Sister Regina's Community Health and Education Project comes with a tarp and a deck of cardboard signs. Children come with babies on their hips. Mothers arrive with children to drop off. Children and teacher spread the tarp out on the cement yard under a house.

Class begins. The children, ages 0 to 10, are attentive. They love the attention from the teacher. They love when she calls them up to answer questions. They sing a song about dengue fever. The dengue fever mosquitos come in the day, they sing, so when you rest in the day make sure to be covered.

Regina let us watch this class and take pictures. The children in the back were distracted, catching my eyes to steal a smile. The teacher was animated though. I couldn't understand the words, but it was clear that Regina was right when she said this was a natural born teacher.

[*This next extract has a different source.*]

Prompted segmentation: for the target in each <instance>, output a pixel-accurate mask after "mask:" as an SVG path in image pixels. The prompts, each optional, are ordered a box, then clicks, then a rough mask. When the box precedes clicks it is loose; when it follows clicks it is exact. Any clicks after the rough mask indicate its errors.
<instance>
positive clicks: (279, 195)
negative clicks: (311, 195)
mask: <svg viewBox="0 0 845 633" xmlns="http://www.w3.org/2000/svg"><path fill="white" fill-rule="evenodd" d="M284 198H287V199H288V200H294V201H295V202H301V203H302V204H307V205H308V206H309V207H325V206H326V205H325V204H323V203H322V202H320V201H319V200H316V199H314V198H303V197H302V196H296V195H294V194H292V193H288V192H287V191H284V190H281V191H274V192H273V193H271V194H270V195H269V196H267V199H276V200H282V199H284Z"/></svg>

Anyone is welcome to the class, but the parents usually don't attend, and the kids don't travel more than a couple hundred meters from their homes. For this reason, the classes move from one small neighborhood to another. They find a nice patch of concrete under a house and ask the owner if they can hold weekly classes. None of the owners have never objected.
Above, the children demonstrate covering your mouth when you cough so you don't spread tuberculosis.

Even though the adults don't come, the health messages taught reach the adults as the kids share their new knowledge with their families. Watching the kids, I saw the benefit went well beyond the health education. Children in poor families hear much fewer words than their richer counterparts. The children we saw who didn't attend class wandered about the road unsupervised. I'm not sure what the kids would do all day, but it was clear that this time with the teacher was a time they cherished. The fact that the teachers come shows the kids that someone cares for them, someone takes time for them, and someone wants to hear their voices.

A few houses down another program was set up. Regina had watched the kids playing and noticed that even the older children didn't play with each other, so much as both play with the same thing. She noticed that the kids had trouble with simple puzzles, even the older kids. So they brought toys to play with - puzzles, interactive games and blocks to help the children develop normally socially and intellectually. This playroom was set up inside one of the one room houses, rented from the owners for $50 per month.


The kids were playing a game they had invented using cards with pictures of fruits and vegetables, many of which I couldn't recognize myself, but they all knew the names in Khmer. Unlike the children we'd seen at the orphanage, these kids were too engaged with each other to pay much attention to us. Plus, why would they want to play with grown-ups who can't recognize a sau- mau when they see one?